EU:取り消されたミック・ジャガーの名前に関する商標 - Knijff Trademark Attorneys

有名人が自分の名前を商標として保護することはよくある。これは、有名人の名前は当然ながら大きな資産であり、それを利用しようとする人や悪用しようとする人が存在するため、純粋に必要性があるからだが、商標として登録した名前の問題点は、その名前を商品やサービスに商業的に使用しなければならないことだ。ミック・ジャガーのような人物でさえ、これは想像以上に難しいことが最近の事例で明らかになった。

事の発端は、ローリング・ストーンズの商標管理会社が、「JAGGER FAST FOOD」という商標に対して異議を申立て、これに対し、相手方はミック・ジャガーの商標が使用されていないとして2つの商標の不使用取消を請求した。

ミック・ジャガーは、自分は世界的に有名であり、これは関連する商業的事実であると主張したが、有名人であっても使用証拠の提出は求められる。その後ミック・ジャガーは、アルバムのジャケット、靴、シャツ、化粧品などを含む様々な商品の写真、ウェブサイトとウェブサイトへのリンクという形で証拠を提出した。

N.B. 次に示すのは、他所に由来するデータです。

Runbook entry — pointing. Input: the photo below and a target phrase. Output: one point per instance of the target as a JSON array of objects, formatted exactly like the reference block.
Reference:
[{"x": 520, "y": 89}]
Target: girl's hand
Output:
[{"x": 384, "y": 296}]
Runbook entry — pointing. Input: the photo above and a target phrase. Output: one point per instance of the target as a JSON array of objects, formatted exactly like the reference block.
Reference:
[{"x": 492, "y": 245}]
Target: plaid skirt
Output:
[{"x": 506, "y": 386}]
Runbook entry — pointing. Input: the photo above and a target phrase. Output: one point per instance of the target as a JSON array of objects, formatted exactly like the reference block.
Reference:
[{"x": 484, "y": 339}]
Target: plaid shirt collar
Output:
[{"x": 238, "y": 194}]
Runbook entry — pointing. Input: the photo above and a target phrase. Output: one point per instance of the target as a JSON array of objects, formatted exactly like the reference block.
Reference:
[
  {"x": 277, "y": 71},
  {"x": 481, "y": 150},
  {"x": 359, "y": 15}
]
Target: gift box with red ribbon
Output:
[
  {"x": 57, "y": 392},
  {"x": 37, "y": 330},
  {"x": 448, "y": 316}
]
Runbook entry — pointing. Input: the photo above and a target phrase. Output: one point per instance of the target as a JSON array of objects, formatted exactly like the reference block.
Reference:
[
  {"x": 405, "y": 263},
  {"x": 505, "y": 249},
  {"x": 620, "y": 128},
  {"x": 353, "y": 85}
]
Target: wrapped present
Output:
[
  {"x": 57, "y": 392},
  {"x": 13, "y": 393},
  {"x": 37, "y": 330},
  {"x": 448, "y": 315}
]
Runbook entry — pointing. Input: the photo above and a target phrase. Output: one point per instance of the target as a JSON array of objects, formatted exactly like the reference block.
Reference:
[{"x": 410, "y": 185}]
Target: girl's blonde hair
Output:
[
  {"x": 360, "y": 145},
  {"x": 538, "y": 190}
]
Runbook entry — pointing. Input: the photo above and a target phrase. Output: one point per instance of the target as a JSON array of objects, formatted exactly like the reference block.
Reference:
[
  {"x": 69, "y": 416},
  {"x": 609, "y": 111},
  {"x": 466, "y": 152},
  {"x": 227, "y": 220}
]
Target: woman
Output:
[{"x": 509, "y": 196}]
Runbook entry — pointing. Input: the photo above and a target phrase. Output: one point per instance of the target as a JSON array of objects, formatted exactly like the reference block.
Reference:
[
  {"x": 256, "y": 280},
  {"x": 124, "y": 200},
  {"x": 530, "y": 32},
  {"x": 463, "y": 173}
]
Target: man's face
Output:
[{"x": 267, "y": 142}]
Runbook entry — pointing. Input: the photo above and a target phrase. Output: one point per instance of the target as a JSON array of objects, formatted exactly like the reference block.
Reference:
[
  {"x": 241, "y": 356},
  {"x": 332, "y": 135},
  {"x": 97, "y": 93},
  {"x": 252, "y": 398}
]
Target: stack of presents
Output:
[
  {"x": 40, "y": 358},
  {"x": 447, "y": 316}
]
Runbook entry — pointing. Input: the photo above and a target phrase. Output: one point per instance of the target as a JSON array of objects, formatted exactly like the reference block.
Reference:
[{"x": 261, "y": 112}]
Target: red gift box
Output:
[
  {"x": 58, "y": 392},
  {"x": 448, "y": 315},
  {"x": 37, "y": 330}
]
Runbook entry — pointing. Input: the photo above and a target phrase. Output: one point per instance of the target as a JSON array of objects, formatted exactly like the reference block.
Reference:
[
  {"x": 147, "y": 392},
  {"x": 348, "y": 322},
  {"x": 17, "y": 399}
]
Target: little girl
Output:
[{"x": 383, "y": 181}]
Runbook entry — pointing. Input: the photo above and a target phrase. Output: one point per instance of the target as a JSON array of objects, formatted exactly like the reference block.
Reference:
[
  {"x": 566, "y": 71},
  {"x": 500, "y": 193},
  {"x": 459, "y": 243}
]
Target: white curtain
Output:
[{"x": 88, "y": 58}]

EUIPOは、リンクだけでは証拠にならないとミック・ジャガーの主張を検討すらせず即座に斥けた。また、その他の証拠も説得力のあるものとは見なされなかった。その多くには日付がなく(この種の事件では罪深い)、ローリング・ストーンズの「唇と舌」のロゴや「ローリング・ストーンズ」という名称は使用されているものの、「Mick Jagger(ミック・ジャガー)」という名称が、市場シェアを獲得または維持する目的で商品やサービスに実際に使用されていたとは考えられないという結論に至った。その結果、十分な証拠が提出されなかったということで、ミック・ジャガーに関するヨーロッパブランドは2つとも取り消された。

有名人がこのような事態から身を守るにはどうしたらよいのだろうか。自分の名前を商標登録するだけでは不十分で、その名前が商品やサービスに使われなければならないことは明らかだ。本当に価値のある名前であれば、ライセンシーが殺到するだろうし、ライセンシーが商品に名前をつけて販売すれば、商標が使用されることになる。ライセンス契約の管理は大変な作業だが、このような契約は大きな利益をもたらす可能性があることを認識すべきであろう。